I am an Indian American female software engineer who is constantly feeling underpaid and under-recognized. My promotions often are either pretend promotions where I get a promotion party and no raise or we just hire a Man 2–3 years older than me with more business skills and less technical skills, to take over and manage all the wonderful projects I took the initiative to come up with and deliver. Basically, all my projects are too big for me, so we need a man to manage them.

The most important realization I had moving from India to America was that Indian’s don’t have a sense of being paid by the hour. That also means that they tend to apply more passion and more hours than they are paid for. I remember the phrase “Itna Paisa mein itna hi milega” which translates to “This is what you get for what I get paid”.

I have come to really appreciate that statement. A major reason people like me feel dissatisfied with our salaries is because we tend to overcompensate for being women or being immigrants. Every time I am denied a raise, I tell myself to perform at the level I am at. If I know that I am not getting promoted in this sexist, ageist environment where mysogynistic leaders strategically drop women off of email threads to limit their exposure, and if I continue to make this bad investment of my time and energy with no returns but regrets. Who’s fault is that?

I can’t live with regret. I can’t go by my life complaining. But I can learn discipline. I can train myself to be able to quantify my work, put a price on it and deliver only as much as I am paid. Commit only as much as my paycheck earns each month.
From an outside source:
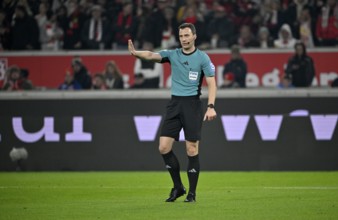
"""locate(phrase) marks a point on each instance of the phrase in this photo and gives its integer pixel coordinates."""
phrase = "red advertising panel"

I shared this advice with a lady friend and she told me how she just can’t control the workaholic in her and “ends up” being invested in work and passionate about deliverables. I can connect with that. I see a majority of women being this passionate about their work. But not as many men would do that. They are perfectly naturally doing their part and calling it a day.

Now this might sound sexist, but by all the years that men have worked more than women became part of the workforce, makes them a little more experienced as employees than us. And maybe in some abstract way, that is something we can learn and benefit from.

Learning to moderate the deliverables according to the paycheck is not as easy as it sounds. It’s a discipline that takes time to master. Since our brains are the asset we have constant dissatisfaction and anger damages your future health, it might be a good idea to maintain it for longevity. This approach has helped me immensely and I hope it helps more of you out there.